A U.S. House of Representatives committee voted on Thursday to repeal the 2002 Authorization for the Use of Military Force that allowed the war in Iraq, as lawmakers renewed their effort to pull back the authority to declare war from the White House.
The House Foreign Affairs Committee voted 28 to 19 to repeal the authorization, or AUMF, 19 years after it passed. The vote cleared the way for the measure’s consideration by the full House. There was no immediate indication of when that might take place.
To become law it also must pass the U.S. Senate, where members are undertaking a separate effort to repeal and replace past war authorizations.
The U.S. Constitution gives the power to declare war to Congress. However, that authority has gradually shifted to the president as Congress passed AUMFs that did not expire – such as the 2002 Iraq measure, as well as one that allowed the fight against al Qaeda in the wake of the Sept. 11, 2001, attacks.

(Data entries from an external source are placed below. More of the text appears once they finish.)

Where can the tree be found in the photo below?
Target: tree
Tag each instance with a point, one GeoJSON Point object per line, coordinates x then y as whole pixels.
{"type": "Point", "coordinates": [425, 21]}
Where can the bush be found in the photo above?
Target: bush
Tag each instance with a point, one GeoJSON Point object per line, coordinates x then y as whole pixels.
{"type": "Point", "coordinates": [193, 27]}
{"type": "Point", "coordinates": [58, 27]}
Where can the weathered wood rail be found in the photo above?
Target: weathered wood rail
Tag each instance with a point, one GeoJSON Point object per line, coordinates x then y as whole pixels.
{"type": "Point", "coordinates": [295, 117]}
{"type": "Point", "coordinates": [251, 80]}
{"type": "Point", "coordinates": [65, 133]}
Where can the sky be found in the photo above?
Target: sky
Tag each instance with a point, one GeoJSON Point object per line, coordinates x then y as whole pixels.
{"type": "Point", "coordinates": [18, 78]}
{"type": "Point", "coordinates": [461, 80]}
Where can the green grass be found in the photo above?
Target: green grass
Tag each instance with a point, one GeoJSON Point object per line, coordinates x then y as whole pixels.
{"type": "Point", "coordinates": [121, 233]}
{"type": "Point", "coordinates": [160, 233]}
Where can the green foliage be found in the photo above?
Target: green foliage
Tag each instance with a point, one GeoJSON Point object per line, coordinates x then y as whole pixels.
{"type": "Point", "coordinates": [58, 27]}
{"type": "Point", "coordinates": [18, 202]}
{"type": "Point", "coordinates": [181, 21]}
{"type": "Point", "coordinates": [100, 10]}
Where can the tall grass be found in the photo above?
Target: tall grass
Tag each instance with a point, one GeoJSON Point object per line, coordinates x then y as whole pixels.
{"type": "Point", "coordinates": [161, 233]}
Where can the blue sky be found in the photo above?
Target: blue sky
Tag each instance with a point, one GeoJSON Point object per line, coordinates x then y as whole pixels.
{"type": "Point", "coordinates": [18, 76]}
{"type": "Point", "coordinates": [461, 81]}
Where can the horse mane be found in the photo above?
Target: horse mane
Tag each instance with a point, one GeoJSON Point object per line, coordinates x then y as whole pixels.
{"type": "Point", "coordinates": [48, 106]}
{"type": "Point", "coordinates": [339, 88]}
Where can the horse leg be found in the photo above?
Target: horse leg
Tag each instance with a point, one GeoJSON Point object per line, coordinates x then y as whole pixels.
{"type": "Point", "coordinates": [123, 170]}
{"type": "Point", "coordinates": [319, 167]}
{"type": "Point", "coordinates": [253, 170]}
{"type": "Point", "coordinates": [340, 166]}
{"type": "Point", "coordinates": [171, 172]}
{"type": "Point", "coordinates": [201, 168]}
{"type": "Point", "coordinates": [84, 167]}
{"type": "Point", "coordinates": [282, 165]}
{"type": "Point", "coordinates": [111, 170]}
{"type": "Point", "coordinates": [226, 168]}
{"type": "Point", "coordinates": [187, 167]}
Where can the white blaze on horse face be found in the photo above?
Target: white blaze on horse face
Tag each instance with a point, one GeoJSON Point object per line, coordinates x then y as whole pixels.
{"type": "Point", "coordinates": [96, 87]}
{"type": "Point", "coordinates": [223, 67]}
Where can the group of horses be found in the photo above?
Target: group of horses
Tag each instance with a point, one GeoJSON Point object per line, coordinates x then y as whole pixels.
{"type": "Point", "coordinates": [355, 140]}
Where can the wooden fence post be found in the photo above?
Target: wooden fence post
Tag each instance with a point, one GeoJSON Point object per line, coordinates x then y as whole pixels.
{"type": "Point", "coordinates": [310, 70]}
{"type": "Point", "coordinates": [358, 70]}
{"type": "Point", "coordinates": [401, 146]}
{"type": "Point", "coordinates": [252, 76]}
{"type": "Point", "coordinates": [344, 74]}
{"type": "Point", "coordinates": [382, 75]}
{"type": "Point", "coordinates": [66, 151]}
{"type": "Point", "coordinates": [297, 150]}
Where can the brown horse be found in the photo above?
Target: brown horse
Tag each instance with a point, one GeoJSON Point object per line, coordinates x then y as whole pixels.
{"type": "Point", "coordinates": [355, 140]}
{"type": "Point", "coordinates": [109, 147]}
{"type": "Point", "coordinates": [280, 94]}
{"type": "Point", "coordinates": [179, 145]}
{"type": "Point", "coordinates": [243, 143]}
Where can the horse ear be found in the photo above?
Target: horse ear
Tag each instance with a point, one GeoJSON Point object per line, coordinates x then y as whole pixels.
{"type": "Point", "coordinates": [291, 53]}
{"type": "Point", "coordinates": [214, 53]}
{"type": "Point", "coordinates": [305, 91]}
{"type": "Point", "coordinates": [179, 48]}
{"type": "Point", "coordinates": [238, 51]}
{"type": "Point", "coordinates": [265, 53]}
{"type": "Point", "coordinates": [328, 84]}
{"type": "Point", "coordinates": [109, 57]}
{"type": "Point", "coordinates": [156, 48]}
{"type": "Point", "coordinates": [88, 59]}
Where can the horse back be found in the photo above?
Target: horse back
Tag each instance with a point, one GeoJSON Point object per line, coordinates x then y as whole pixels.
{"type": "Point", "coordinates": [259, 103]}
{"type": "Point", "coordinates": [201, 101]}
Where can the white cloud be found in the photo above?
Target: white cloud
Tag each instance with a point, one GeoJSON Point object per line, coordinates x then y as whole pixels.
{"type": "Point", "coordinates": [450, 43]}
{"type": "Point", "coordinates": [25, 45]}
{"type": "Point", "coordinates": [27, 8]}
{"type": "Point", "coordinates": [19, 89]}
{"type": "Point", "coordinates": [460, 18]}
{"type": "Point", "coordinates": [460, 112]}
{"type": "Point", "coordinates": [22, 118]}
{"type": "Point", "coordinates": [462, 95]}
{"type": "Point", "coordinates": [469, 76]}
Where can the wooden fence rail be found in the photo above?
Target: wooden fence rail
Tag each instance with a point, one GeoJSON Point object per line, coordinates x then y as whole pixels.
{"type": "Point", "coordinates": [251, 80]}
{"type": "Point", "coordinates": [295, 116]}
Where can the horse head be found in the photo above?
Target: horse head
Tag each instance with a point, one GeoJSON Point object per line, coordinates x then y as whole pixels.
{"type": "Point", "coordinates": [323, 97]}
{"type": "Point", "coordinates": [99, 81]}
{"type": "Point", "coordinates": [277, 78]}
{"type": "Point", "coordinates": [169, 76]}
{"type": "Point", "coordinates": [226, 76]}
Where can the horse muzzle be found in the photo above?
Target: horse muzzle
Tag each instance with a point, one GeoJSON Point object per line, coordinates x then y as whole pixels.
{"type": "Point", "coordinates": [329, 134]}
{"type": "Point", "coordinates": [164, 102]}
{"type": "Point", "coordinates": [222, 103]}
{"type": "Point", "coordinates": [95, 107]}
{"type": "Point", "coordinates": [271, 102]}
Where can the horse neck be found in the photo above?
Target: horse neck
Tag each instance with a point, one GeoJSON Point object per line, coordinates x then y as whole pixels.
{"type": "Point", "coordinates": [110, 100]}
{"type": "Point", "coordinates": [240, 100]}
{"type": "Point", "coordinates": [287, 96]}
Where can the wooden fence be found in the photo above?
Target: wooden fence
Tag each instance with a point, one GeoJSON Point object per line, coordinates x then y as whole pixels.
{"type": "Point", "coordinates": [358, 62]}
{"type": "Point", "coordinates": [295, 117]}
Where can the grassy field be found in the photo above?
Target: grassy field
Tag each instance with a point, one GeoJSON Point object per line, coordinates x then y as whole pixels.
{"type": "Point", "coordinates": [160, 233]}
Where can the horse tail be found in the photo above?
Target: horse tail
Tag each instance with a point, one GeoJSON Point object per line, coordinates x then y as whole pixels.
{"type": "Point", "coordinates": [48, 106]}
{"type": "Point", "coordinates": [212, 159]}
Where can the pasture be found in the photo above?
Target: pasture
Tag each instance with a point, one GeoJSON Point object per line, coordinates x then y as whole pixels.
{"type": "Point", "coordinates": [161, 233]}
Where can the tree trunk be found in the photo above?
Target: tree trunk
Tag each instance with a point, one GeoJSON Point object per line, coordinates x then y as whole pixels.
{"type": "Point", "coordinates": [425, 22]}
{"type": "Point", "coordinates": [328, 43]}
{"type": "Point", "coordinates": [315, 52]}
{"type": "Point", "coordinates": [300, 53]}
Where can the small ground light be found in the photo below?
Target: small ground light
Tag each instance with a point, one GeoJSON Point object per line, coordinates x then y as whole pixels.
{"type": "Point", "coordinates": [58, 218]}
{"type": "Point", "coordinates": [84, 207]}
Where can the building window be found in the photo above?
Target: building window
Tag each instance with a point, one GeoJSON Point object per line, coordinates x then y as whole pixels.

“It was passed to authorize a war against Saddam Hussein almost 20 years ago,” Representative Gregory Meeks, the committee’s chairman, said, arguing for the repeal of the 2002 AUMF. “Saddam Hussein is long gone.”
Opponents worry that repeal would risk U.S. security by limiting the powers of the president.
Representative Michael McCaul, the committee’s top Republican, said lawmakers should craft a new AUMF before repealing the old one.
“I believe we must do this as part of a comprehensive, updated replacement to provide clear authorities against the terrorists who still plot to kill Americans here and abroad,” he said.
Supporters of repeal argue the AUMFs were not intended to last for decades. “It’s time we end these forever wars,” said Democratic Representative Barbara Lee, a leader of the repeal effort.
The White House has said President Joe Biden believes the AUMFs should be re-examined.